Today, the company operates 4,600 Walmart stores and another 600 members-only stores called Sam’s Club. The layout of the stores creates a situation where 90% of Americans live within 12 kilometers of a Walmart. Walmart now controls 24.9% of all grocery shopping revenues in the United States, with Kroger in second place at 9.1%.
It doesn’t come cheap—under CEO Doug McMillon, the company has invested about $20 billion a year, in part to automate its stores and warehouses. Today, all 42 of the company’s regional distribution centers feature robots that assemble pallets by department, distributing inventory between stores.
The past few years have been tough for the American consumer. Inflation is rampant, the cost of living has become unaffordable, and above all, a political minefield looms. The bird flu that has hit the country in recent weeks has caused the price of eggs, one of the most common staples, to surge by more than 100%. But Walmart, which serves the most vulnerable populations, is weathering the crisis with a series of small moves that may seem populist, but are certainly not perceived as such by the American public.

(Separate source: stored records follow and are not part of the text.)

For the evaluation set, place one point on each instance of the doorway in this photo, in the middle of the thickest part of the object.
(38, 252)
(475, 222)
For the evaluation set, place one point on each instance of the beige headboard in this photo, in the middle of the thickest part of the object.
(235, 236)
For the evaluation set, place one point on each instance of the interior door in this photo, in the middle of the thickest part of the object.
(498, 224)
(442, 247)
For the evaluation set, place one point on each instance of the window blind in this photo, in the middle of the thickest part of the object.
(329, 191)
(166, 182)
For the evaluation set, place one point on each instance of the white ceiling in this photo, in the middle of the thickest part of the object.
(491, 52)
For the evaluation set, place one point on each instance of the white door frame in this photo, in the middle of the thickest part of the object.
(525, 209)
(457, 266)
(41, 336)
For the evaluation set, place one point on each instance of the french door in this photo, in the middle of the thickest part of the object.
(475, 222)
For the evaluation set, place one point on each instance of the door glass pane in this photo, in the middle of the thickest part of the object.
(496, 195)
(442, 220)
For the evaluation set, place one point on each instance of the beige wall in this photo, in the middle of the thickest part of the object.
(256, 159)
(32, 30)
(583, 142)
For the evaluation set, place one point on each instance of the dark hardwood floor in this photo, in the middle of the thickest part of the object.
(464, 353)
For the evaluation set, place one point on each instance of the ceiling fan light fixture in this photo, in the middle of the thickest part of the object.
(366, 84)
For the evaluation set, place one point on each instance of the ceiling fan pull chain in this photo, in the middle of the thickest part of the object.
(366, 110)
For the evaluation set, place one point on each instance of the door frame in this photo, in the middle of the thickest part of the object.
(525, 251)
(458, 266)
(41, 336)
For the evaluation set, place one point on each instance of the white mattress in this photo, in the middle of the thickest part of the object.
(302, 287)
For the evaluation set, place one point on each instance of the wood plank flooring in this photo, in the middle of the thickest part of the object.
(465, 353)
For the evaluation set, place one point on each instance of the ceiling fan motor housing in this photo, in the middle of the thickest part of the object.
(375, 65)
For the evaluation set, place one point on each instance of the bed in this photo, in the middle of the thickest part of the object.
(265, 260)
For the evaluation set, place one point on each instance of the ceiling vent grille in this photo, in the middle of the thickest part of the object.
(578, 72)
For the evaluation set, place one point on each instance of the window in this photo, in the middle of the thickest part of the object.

The decision to sell decorated cakes was just the latest in a string of decisions that have become an online phenomenon. Alongside these, Walmart has also begun selling replicas of luxury Hermès Birkin bags.
These bags, nicknamed "Wirkin" (a portmanteau of "Walmart" and "Birkin"), are sold on the company’s website for prices ranging from $78 to $102—a reasonable price compared to the original Birkin bags, which can reach up to $10,000 in Hermès stores and as much as $2 million on the secondary market and at auctions. The bags were even featured at New York Fashion Week, where the retail giant set up a pop-up store alongside other luxury brands, in a highly publicized move it called "the democratization of fashion."
The free positive publicity Walmart has received in recent months—despite employing tens of thousands of workers at minimum wage—has not ended there. TikTok videos of former teachers, relatives, and others discussing their relatively high earnings at Walmart after retiring from professions for which they were trained with advanced degrees have also gone viral.
The rewards for these decisions are evident across all segments of the American population. A February Morning Consult survey found that 89% of households earning at least $100,000 now shop at Walmart, compared to 77% of respondents in a similar survey from 2020.
Over the past five years, the number of Walmart+ subscriptions, which provide benefits on deliveries, has jumped from 4 million to 25 million. Today, about 12% of all Americans have a subscription to the service, and it’s no coincidence that the value proposition for them is strong. Walmart’s shopping platform sells about 700 million items and hosts over 1,600 individual merchants. The platform also offers same-day drug delivery, competing directly with the country's pharmacy giants like Walgreens and CVS.